Copyrighting downloadable music?

Monkey

Cabin boy
I know how to copyright an album--fill out the form and send it to the Copyright office. However I'm putting up a website and I'd like to let people download new songs that I post on the web. I'm not going to pay to copyright each song before it hits the net, but I don't want to get them stolen either.

I know that newspapers and such publications have some kind of copyright that is automatic with each publication and wonder if I can do something like that--though I guess for them, it's a matter of "we can prove you stole this material because there are 1,000,000 copies of our paper that show we wrote it first."

Anyway, got any ideas on this? Has the law even caught up to online copyright yet?
 
copyright for music is the same no matter what medium you present it on (tape, CD, website)....your copyright is immediate upon creation of the music, however, registration with the copyright office is ultimately the way to prove it, and definitely the only way you can sue for damages.....

just put all of the songs on one tape or CD and register it as a collection and youll pay the one price.......if you are worried about each new song as you post them to the site you may be being a little overly cautious......the odds of being ripped off are very slim.....and if the songs are THAT good, then would you agree they are worth the price of copyrighting individually?......
 
putting your song up on the web is publishing it. if you want the full copyright registration protection, you'll need to register it as a published work wihtin 3 months. you can send it in on CD.
 
It's not really going to matter... if someone wants to steal your song they are gonna steal it, you could just say it was copywritten to scare off some people, but for the most part if they want it they can get it.

An alternative would be to stream the song, perhaps using swf files, that way they would visit your webpage often and get to hear music
 
The second anything is used in a business manner...ie it is available for purchase...it will hold in a court of law so long as you can prove a date that is was available before the date the other party can prove theirs was available. This goes for logos, artwork, printed material of anykind, and literally anything that needs a trademark, copywrite, phonographic, registered or anything else.


One way for print material would be to make a flyer that has the logo on it, the product artwork and anything else, then go get it noterized at a bank.

Recorded material is a bit more tricky :D......but you could get the lyrics on a sheet of paper and have them noterized. You could even transcribe the music to sheet music if you know how. That is noterizable.
 
and then there's the decision to bother with litigation. that's so expensive it's bankrupted people who try it. Legal fees for a big case are so high, no side wants to do it, even a major label. so if a song is infringing, it has to be making some serious income to justify legal fees, like the George Harrison case.
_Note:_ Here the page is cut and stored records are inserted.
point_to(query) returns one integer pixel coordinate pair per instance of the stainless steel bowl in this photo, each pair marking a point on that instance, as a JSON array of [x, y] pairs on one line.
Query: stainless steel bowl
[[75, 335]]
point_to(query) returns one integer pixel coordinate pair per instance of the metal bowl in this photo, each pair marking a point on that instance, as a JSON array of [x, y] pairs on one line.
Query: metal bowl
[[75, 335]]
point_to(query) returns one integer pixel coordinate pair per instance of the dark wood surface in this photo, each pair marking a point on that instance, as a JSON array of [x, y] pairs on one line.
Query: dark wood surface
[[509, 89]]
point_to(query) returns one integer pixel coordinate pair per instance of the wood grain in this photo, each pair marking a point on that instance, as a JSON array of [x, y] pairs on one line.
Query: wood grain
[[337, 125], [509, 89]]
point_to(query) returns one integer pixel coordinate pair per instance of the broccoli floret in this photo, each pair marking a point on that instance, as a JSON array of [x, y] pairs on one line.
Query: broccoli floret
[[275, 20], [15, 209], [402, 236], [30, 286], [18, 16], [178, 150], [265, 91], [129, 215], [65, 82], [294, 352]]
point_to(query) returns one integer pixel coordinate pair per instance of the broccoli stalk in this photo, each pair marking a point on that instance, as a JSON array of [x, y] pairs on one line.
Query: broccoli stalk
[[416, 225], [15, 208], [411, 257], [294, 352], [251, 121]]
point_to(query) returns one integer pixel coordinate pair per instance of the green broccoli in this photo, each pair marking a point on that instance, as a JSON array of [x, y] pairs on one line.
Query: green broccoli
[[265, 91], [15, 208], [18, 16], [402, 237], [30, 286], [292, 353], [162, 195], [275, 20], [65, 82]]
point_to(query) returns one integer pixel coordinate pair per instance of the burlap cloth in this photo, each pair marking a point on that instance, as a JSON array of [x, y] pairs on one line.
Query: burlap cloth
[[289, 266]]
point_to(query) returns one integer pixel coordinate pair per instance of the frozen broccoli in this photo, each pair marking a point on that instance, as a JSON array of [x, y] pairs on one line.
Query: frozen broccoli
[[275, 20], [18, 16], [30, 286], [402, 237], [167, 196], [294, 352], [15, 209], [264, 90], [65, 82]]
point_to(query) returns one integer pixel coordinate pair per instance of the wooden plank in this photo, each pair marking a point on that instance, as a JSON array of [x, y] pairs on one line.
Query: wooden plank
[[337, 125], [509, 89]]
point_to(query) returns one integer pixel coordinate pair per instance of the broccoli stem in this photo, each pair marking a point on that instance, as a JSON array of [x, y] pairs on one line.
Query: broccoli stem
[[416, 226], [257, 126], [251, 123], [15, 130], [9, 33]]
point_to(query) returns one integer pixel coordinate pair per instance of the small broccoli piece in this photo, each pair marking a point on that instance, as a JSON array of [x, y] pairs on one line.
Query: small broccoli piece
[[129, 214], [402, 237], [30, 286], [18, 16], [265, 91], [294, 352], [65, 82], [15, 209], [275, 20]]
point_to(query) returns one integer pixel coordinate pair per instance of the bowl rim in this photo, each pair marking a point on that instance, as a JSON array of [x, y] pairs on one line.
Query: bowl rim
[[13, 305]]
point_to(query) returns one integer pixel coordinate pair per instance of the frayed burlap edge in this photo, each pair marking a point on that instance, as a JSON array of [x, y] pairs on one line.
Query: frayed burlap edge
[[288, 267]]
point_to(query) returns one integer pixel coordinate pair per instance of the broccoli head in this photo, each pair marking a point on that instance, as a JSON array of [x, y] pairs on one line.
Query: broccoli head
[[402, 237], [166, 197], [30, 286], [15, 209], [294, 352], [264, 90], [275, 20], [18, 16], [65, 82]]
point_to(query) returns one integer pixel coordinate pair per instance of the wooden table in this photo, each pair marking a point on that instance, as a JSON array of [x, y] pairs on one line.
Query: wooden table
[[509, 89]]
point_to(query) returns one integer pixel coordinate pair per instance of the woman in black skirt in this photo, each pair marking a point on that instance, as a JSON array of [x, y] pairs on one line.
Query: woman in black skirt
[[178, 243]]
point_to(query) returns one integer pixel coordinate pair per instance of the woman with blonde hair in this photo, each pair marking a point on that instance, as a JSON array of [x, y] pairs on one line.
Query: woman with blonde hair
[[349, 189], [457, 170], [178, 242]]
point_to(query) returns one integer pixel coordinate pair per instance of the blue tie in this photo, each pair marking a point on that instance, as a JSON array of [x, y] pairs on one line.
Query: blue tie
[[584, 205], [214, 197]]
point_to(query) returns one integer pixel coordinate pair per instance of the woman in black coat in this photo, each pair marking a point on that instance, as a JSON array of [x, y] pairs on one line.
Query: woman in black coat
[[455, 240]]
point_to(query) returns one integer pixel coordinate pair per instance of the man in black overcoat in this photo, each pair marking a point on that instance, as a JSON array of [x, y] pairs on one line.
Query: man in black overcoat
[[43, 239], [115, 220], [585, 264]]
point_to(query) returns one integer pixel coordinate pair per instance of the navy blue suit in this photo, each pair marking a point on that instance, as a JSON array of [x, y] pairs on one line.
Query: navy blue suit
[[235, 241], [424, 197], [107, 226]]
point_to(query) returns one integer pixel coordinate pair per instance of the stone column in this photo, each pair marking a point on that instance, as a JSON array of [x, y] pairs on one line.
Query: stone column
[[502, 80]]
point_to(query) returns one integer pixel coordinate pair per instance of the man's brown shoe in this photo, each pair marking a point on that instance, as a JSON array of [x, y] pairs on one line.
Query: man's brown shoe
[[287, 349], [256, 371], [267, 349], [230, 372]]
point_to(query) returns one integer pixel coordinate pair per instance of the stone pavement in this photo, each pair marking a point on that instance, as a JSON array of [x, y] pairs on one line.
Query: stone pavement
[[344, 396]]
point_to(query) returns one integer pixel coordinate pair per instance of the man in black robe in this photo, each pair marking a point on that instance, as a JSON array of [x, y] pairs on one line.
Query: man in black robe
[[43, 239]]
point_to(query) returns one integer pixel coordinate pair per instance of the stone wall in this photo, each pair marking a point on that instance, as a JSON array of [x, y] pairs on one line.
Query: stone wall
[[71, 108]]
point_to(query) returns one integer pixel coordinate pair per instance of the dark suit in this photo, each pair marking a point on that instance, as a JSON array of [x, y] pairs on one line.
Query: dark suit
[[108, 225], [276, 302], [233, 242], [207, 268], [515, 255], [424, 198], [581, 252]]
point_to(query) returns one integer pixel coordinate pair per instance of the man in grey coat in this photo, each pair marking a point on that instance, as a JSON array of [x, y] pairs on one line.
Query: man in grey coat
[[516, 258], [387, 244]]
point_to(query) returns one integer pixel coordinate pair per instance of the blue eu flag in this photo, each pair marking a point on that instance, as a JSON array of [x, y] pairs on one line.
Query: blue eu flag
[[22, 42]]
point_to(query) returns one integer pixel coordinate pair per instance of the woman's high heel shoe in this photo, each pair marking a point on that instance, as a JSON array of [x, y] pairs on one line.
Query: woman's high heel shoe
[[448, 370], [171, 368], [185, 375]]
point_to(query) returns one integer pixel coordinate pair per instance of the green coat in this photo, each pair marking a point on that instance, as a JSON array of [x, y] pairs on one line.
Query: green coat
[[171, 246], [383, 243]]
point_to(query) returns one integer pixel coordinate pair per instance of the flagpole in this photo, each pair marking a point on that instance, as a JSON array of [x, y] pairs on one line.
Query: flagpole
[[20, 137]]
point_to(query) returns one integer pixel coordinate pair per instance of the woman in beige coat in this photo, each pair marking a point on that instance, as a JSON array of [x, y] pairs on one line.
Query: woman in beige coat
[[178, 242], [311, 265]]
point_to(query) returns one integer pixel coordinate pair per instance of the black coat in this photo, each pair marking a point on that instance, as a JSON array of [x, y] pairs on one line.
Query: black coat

What am I going to do if some other person copied my song? Be flattered and maybe send a letter, but probably not even that, and, if it's not got big commerical success, I won't even know about it.
 
Hi, I've asked this before and never really got a clear response. Does anyone know if foreigners can copyright stuff with the library of congress, or only US citizens?

(I'm UK based)
 
Another way instead of transcribing an noterizing, is to make a copy of the tunes and mail them to yourself by registered mail. This way the package has a specific dating and also it is registered with Postal system in their records. Just don't open it when you get it other wise you can't prove shit.